Two men, one older, one younger, make their way through a crowded street in Manila, where a carnival is taking place. The older one is Tatang (Joel Torre), and he is mentoring the younger, Daniel (Gerald Anderson): when they separate to stand at opposite sides of the street, it is obvious they are up to something. And sure enough, when Tatang gives him the nod, they attack a man who has been standing and watching the festivities, gunning him down and making good their escape. The man was part of the Filipino government and these two assassins have been in prison for their past crimes - in fact, they're headed back there now, having been given a day release to kill.
Think of action movies from the Philippines and you may be liable to cast your mind back to the nineteen-seventies and eighties when the likes of Roger Corman were providing funding for the locals to make thrillers of varying degrees of lunacy with American leads for the international market. Any films made there actually starring Filipinos were strictly for the domestic market, but fast forward a few decades and the prolific writer-producer-director Erik Matti managed to generate interest in a movie that was largely shot in the nation's native language and with homegrown stars that actually picked up interest abroad, and in the West, for its action and drama.
Not to mention the political angle, for giving On the Job its edge was that it purported to be very close to reality. As the situation in the Philippines gained attention internationally as it seemed a combination of natural disasters it could not pick itself up from and corruption scandals that turned murderous, all with the sanctioning of the authorities, were turning the land into one of the most desperate countries on Earth. How true that impression was remained debatable, but that debate was valid as, for example, the President ordered the killing of criminals without trial to combat the skyrocketing crime rate. This was not about that state of affairs, but something different.
Here the issue was that the authorities, or certain numbers of them at any rate, were releasing prisoners as part of a culture of "allowed" hitmen, all to execute troublesome characters before locking the jailbirds up once again, until it was time for them to be unleashed once more. Tatang was the old lag who has been participating for some time and seeking to pass the baton onto his pupil Daniel, who may not be up to the task, being immature and out of his depth, or Tatang suspects this at any rate. But they were not the only characters Matti wanted to bring to our attention, as we also followed a young policeman, Francis Coronel Jr (Piolo Pascual) who clashed with his superiors when he attempted to bring the prison killers to justice, and thereby accusing their enablers.

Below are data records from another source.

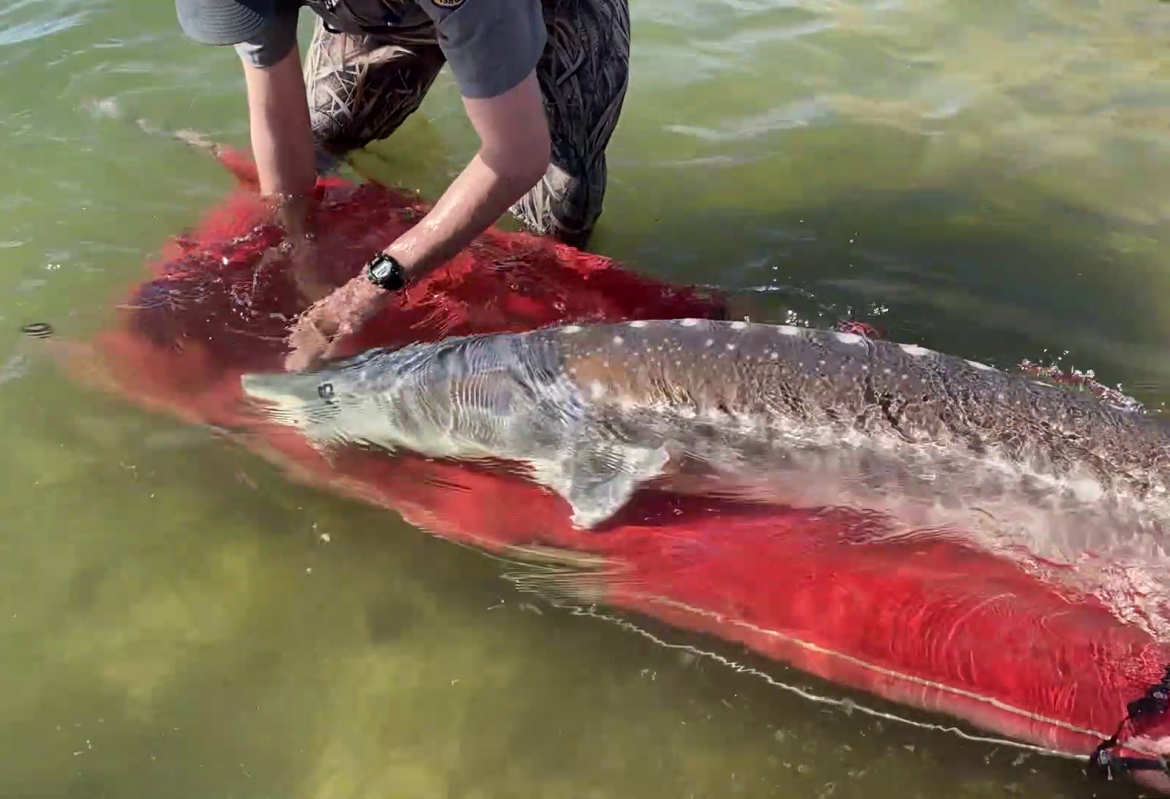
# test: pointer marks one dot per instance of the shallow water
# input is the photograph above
(181, 620)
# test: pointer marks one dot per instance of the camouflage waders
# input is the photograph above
(362, 88)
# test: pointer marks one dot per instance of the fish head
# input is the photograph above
(332, 405)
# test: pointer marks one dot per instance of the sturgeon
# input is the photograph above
(786, 413)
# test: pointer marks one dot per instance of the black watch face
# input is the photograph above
(382, 269)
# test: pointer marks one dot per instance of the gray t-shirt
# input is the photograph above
(490, 45)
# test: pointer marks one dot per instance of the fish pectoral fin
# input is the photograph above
(598, 481)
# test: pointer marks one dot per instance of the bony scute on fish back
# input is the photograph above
(597, 411)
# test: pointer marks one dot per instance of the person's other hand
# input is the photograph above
(321, 330)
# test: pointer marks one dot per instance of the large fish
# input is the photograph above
(783, 413)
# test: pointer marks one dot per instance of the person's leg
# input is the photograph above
(362, 88)
(584, 74)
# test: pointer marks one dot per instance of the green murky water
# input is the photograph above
(988, 179)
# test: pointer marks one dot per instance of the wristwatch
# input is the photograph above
(386, 273)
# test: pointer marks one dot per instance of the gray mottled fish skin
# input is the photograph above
(785, 413)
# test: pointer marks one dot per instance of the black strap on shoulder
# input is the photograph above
(1155, 702)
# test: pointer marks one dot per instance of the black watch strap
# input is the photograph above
(386, 273)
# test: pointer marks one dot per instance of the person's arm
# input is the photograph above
(513, 157)
(282, 136)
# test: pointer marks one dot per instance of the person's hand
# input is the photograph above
(323, 328)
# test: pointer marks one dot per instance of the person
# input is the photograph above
(542, 82)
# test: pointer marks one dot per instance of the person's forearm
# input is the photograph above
(473, 202)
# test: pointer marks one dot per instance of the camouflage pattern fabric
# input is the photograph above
(362, 88)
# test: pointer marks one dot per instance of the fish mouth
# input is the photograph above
(267, 388)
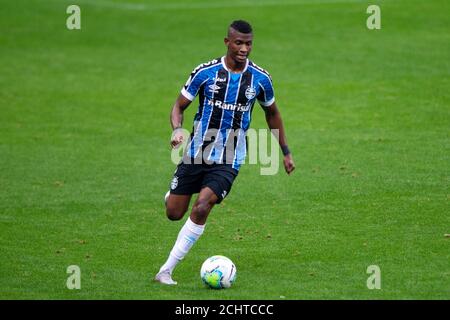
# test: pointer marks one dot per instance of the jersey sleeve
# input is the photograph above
(266, 95)
(194, 83)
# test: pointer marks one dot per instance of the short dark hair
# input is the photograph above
(241, 26)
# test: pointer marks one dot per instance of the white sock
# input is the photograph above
(187, 236)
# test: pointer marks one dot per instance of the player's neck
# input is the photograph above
(234, 66)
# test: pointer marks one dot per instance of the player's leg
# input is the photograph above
(203, 206)
(189, 234)
(186, 181)
(177, 205)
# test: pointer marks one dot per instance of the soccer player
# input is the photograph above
(228, 88)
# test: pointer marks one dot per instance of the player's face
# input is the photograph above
(239, 45)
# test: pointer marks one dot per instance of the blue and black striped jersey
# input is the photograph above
(226, 102)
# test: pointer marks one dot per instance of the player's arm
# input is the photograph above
(176, 120)
(274, 121)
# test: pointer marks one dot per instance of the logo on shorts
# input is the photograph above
(174, 183)
(250, 93)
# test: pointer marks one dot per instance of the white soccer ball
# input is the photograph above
(218, 272)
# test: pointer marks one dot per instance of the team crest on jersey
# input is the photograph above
(174, 183)
(250, 93)
(214, 88)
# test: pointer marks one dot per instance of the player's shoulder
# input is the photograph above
(263, 72)
(206, 65)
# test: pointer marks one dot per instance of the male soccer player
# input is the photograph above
(227, 89)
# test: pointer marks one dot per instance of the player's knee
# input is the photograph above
(202, 209)
(174, 214)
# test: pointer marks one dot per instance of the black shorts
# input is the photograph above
(191, 178)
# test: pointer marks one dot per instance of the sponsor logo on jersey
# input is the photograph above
(213, 88)
(174, 183)
(250, 93)
(220, 79)
(229, 106)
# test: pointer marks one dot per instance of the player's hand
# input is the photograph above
(177, 138)
(289, 164)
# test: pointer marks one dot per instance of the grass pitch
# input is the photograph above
(85, 161)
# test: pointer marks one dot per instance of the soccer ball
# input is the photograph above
(218, 272)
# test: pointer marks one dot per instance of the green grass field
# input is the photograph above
(85, 158)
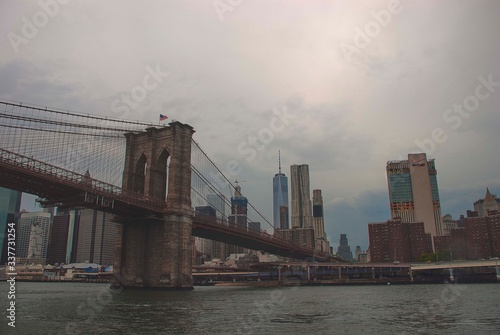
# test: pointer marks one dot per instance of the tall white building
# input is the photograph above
(413, 192)
(301, 205)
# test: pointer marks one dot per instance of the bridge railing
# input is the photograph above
(75, 179)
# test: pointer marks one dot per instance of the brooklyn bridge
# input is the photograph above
(150, 177)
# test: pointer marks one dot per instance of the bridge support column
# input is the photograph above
(154, 254)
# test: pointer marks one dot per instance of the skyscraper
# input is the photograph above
(96, 237)
(489, 205)
(280, 198)
(301, 214)
(62, 234)
(239, 208)
(413, 192)
(238, 216)
(319, 221)
(344, 250)
(36, 225)
(321, 243)
(10, 203)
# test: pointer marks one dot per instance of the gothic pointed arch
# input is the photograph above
(161, 172)
(138, 180)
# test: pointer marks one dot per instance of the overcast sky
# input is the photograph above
(355, 83)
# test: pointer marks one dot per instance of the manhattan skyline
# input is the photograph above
(272, 76)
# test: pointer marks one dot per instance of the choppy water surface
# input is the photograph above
(77, 308)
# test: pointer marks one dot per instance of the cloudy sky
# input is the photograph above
(343, 86)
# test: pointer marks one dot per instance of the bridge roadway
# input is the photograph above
(69, 189)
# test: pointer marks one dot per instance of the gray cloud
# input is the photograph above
(227, 77)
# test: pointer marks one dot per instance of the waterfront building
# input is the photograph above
(448, 224)
(299, 236)
(398, 241)
(413, 192)
(357, 252)
(489, 205)
(480, 238)
(344, 250)
(10, 203)
(219, 249)
(203, 245)
(96, 237)
(217, 202)
(280, 199)
(23, 232)
(36, 225)
(254, 226)
(301, 206)
(63, 234)
(321, 242)
(239, 208)
(238, 216)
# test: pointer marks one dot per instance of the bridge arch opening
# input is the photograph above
(161, 176)
(138, 179)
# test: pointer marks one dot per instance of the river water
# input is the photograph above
(79, 308)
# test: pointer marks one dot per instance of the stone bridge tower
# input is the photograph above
(156, 252)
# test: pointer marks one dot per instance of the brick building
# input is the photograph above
(480, 238)
(395, 240)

Maybe there was a shade too much of the men of power, and men who think they have power, thrashing things out verbally, for when Matti showed his way around an action sequence, he really stepped up a gear and made waiting through those earnest conversations well worth it. Many highlighted the double whammy of the hospital scene followed hot on its heels by a chase around the city's underground train system, and as this arrived slap bang in the middle of the film, it could not have been better placed. That's because when the big action setpiece showed up, you would think ah, here's what they've all been talking about, and once it was over you were full of anticipation there would be more. In the main, the tone of On the Job was despairing that things had got this bad, and it was not exactly an optimistic watch as it could not see any path out of this morass of illegality and immorality, but if you were in the mood for a stark, unsentimental dramatic thriller about a serious subject, it was well enough done here. Pounding music by Erwin Romulo.